WASHINGTON, D.C. (February 23, 2021)—Pulse oximeters, which measure blood oxygen levels, have been widely used during the COVID-19 public health emergency to track a patient’s oxygen saturation, but they may not always be accurate, according to new guidance recently released by the Food and Drug Administration.

Skin color, nail polish, tobacco use, skin temperature and other factors can affect the accuracy of pulse oximeters used to estimate blood oxygen levels, the Food and Drug Administration said in the guidance.

Patients and health care providers should not solely rely on pulse oximeter readings when monitoring illnesses like COVID-19 at home, according to William Maisel, the director of FDA’s Office of Product Evaluation and Quality for medical devices.

The agency’s safety notice comes after increasing concern about racial disparities in the accuracy of pulse oximeter data, driven in part by increased consumer use of the devices during the pandemic.

The FDA acknowledged a study published last year that found pulse oximeters performed worse among Black patients than white patients. That could increase the risk that Black patients with low oxygen levels do not receive needed treatment, concluded the study’s authors, a team from the University of Michigan Medical School.

The FDA also cautioned that over-the-counter oximeters—including smartphone apps that estimate oxygen saturation—that are not reviewed by the agency should not be used for medical purposes.

“Use of OTC oximeters has increased as a result of the COVID-19 pandemic,” the FDA safety communication states. “These products are sold as either general wellness or sporting/aviation products that are not intended for medical purposes, so they do not undergo FDA review.”

The new safety communication from FDA comes less than a month after Democratic Sens.
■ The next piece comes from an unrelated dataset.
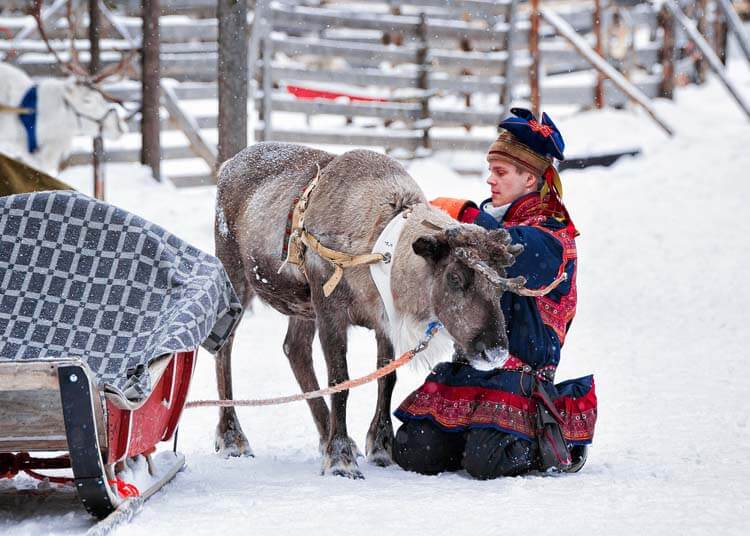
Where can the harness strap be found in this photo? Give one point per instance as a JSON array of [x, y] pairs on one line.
[[4, 108], [28, 119], [338, 260], [299, 237]]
Elizabeth Warren (Massachusetts), Cory Booker (New Jersey) and Ron Wyden (Oregon) wrote to the agency expressing concern pulse oximeters perform worse when measuring blood oxygen levels of patients of color.

“Skin pigment does appear to matter to pulse oximeter measurements, as demonstrated by the 2005 study, a 2007 study and a recent 2020 study which found that low levels of oxygen in the blood of Black patients was nearly three times as likely to be undetected than it was in white patients,” the senators wrote.

The FDA recommends that clinical trials include people with a range of skin colors, but noted Friday that studies are often not designed to detect differences in performance between demographic groups.

“FDA has continued to review the effects of skin pigmentation on the accuracy of these devices, including data from controlled laboratory studies and data from real world settings,” the agency said.